The rest of the system (and zine in general) get in the way of what is good about it. What I reference above are not the only good things in the system, but it could be stripped down to those parts and some connective tissue and work pretty well. There are a lot of components of the rules that I would prefer to just jettison because I see them as adding more cognitive load to everyone at the table than the return I would get from them.

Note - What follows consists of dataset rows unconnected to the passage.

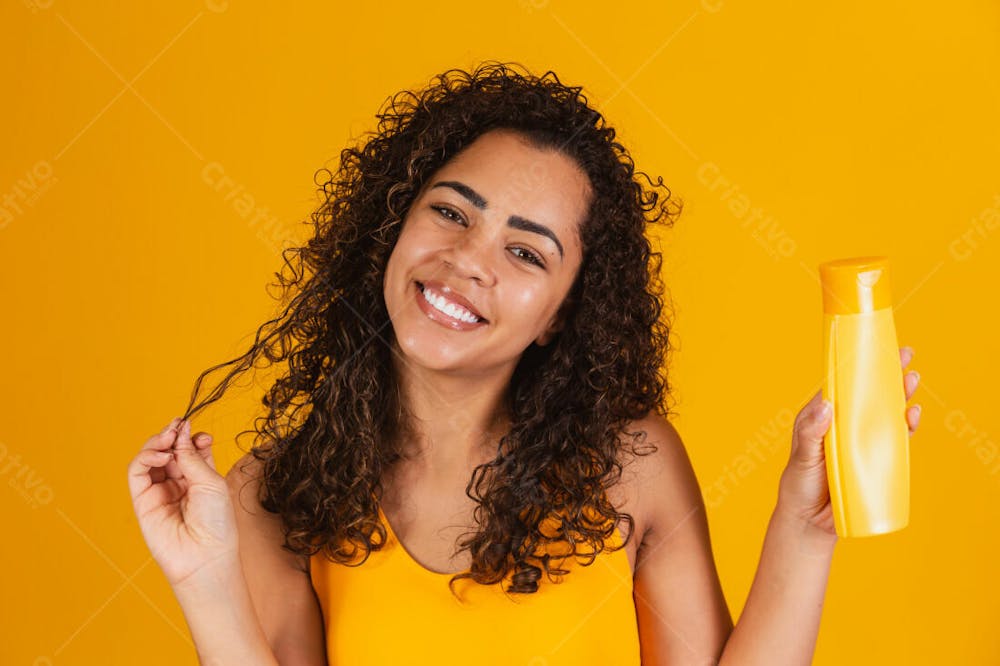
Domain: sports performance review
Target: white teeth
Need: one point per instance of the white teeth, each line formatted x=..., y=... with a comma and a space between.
x=450, y=309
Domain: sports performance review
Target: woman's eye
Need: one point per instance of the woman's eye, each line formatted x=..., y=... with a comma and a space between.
x=449, y=214
x=530, y=256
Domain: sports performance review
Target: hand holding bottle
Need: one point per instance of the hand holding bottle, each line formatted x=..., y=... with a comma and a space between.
x=182, y=503
x=804, y=493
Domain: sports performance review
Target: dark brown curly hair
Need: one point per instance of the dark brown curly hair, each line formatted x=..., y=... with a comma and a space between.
x=334, y=415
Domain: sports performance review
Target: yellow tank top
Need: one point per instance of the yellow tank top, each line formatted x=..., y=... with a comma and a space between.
x=392, y=610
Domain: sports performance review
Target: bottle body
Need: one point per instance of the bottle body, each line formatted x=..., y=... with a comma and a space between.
x=867, y=444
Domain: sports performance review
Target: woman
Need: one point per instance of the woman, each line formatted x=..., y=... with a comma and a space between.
x=474, y=354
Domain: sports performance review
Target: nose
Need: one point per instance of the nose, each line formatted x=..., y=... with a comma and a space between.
x=471, y=258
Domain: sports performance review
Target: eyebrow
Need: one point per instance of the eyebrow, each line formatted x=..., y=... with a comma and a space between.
x=514, y=221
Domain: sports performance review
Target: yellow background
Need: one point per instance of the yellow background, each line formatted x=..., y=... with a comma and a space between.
x=865, y=128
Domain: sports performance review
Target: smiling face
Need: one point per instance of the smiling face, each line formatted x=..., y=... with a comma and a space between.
x=487, y=254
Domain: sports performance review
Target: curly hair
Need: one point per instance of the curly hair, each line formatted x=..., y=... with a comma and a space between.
x=335, y=414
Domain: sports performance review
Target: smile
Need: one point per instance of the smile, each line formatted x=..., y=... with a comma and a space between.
x=438, y=308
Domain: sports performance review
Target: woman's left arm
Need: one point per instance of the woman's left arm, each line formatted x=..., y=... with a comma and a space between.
x=682, y=613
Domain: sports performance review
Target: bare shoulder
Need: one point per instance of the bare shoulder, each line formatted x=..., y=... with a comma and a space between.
x=278, y=580
x=258, y=527
x=677, y=588
x=661, y=480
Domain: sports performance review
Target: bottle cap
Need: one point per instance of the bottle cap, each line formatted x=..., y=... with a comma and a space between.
x=856, y=284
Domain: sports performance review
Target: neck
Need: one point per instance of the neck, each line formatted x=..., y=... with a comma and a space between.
x=454, y=421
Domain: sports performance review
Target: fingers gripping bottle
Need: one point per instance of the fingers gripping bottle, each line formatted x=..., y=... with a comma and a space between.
x=867, y=446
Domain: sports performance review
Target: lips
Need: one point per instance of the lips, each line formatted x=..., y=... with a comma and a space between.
x=451, y=295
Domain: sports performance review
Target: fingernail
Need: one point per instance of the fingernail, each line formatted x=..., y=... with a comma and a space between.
x=824, y=410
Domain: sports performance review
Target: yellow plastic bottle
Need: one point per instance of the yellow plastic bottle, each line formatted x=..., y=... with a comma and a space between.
x=867, y=446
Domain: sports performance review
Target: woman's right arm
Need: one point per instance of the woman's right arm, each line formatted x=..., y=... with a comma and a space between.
x=244, y=601
x=278, y=581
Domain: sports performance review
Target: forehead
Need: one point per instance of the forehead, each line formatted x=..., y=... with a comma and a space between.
x=516, y=178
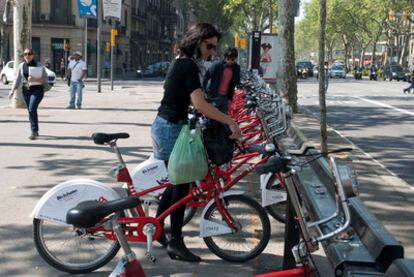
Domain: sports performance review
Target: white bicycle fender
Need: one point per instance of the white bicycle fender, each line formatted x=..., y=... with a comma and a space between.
x=264, y=178
x=270, y=196
x=217, y=227
x=57, y=201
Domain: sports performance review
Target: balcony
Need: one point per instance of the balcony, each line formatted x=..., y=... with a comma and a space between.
x=137, y=36
x=52, y=19
x=139, y=14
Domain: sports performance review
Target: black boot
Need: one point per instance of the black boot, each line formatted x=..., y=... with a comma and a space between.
x=177, y=250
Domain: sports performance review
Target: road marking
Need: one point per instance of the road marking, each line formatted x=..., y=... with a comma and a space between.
x=384, y=105
x=369, y=156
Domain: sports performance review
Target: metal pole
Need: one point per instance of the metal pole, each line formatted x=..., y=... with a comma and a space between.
x=98, y=47
x=86, y=41
x=112, y=67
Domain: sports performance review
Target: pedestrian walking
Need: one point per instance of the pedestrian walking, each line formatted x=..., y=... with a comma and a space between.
x=326, y=84
x=182, y=86
x=62, y=69
x=77, y=72
x=411, y=87
x=32, y=75
x=221, y=78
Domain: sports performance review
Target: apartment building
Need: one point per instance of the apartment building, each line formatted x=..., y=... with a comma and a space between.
x=147, y=33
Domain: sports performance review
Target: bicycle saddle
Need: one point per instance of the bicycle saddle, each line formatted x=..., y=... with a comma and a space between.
x=102, y=138
x=89, y=213
x=262, y=149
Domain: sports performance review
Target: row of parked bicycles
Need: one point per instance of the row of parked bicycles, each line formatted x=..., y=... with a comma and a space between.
x=80, y=225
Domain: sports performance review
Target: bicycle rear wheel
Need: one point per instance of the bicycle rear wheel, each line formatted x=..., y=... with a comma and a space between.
x=71, y=249
x=252, y=235
x=278, y=210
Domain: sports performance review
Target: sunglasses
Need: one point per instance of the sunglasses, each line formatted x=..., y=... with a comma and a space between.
x=211, y=46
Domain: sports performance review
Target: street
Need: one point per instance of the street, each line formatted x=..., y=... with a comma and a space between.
x=64, y=151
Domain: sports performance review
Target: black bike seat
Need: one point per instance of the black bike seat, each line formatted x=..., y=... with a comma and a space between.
x=102, y=138
x=89, y=213
x=261, y=148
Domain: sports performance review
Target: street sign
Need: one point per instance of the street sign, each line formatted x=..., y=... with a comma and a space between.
x=114, y=33
x=112, y=8
x=87, y=8
x=243, y=43
x=236, y=40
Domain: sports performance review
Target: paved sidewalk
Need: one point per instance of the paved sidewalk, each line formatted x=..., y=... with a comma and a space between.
x=388, y=197
x=64, y=151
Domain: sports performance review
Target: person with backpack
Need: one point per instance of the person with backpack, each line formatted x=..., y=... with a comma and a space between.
x=77, y=72
x=33, y=90
x=182, y=87
x=411, y=87
x=221, y=79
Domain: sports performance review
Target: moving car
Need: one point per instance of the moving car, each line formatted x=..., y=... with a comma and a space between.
x=337, y=71
x=7, y=74
x=394, y=72
x=305, y=64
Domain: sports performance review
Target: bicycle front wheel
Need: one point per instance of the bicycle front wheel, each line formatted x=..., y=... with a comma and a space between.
x=71, y=249
x=253, y=232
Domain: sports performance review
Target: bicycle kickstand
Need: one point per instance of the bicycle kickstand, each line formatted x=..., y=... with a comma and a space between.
x=128, y=265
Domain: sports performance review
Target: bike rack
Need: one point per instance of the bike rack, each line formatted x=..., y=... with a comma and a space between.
x=366, y=248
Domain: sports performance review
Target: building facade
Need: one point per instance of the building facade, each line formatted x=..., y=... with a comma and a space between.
x=147, y=33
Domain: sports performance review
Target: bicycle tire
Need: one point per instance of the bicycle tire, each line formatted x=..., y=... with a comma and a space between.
x=278, y=210
x=249, y=215
x=55, y=256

But beyond the specific rules that I might not like, the biggest problem that I have here is that the system gets in the way of my understanding the world of The Corrupted. As I mentioned at the top, there are 9 pages of setting information: 4 pages of bestiary (encompassing 4 types of enemies) and 5 pages on 4 factions you might encounter.

And that's it.

This is just not enough for me to grab onto to run a game in this world! I'm increasingly turning to game texts for details that I couldn't come up with myself, things that can inspire me to create my own stories in a world. And to be clear, the seeds of that are here in this zine. The Corrupted have some really fascinating details (they're searching for sources of iron, they develop and evolve over time, they might be aliens) but it's just not enough. Even the factions presented are fairly basic versions of zombie apocalypse tropes. You've got:
  • The troubled community doing its best
  • The people trying to figure out what caused the apocalypse and how to fix it
  • The evil corporation
  • And the paramilitary freaks
Just based off these tropes, I could come up with a lot of the text (or something approximating it) for these factions. But I'll tell you what's there that is really useful...

The Best Stuff

...the Day Zero, One Year, and Five Year timelines!

The "Running the Game" section introduces the idea of these three distinct 'timelines' you can run a game in, each of them featuring different themes, types/amounts of enemies, amount of salvageable material in buildings, that kind of stuff. Day Zero is hectic and chaotic but with plenty of resources available, Year One has clear factions forming and supplies running low, and Year Five has desperation on your heels and formidable foes around every corner.

This is exactly what I want from an adventure: actionable advice that helps me quickly and easily figure out what I need to get a game up and running. I just wish there were more of it, as what we have is pretty good. Each faction contains a brief writeup of what they look like in each timeline, but there's just so much more that could have been done and more specifics that could have been included (a roster of NPCs and how they change over time, for example). As it is, the game provides enough to play through each of these timelines, but you'll have to fill in a lot of the gaps yourself without too much help from the zine itself.

Wrap-Up

As I said in the previous review, I'm not in the business of giving out numerical scores at the end of these, so here's my final take on the game: this game could be good for the kind of play that I like to engage in, but it doesn't bring enough innovative ideas to the table for me to really want to use it. The influence of The Last of Us is clear and explicitly namechecked in the opening pages, but unfortunately, I'm just not sure how much this game has to offer beyond that.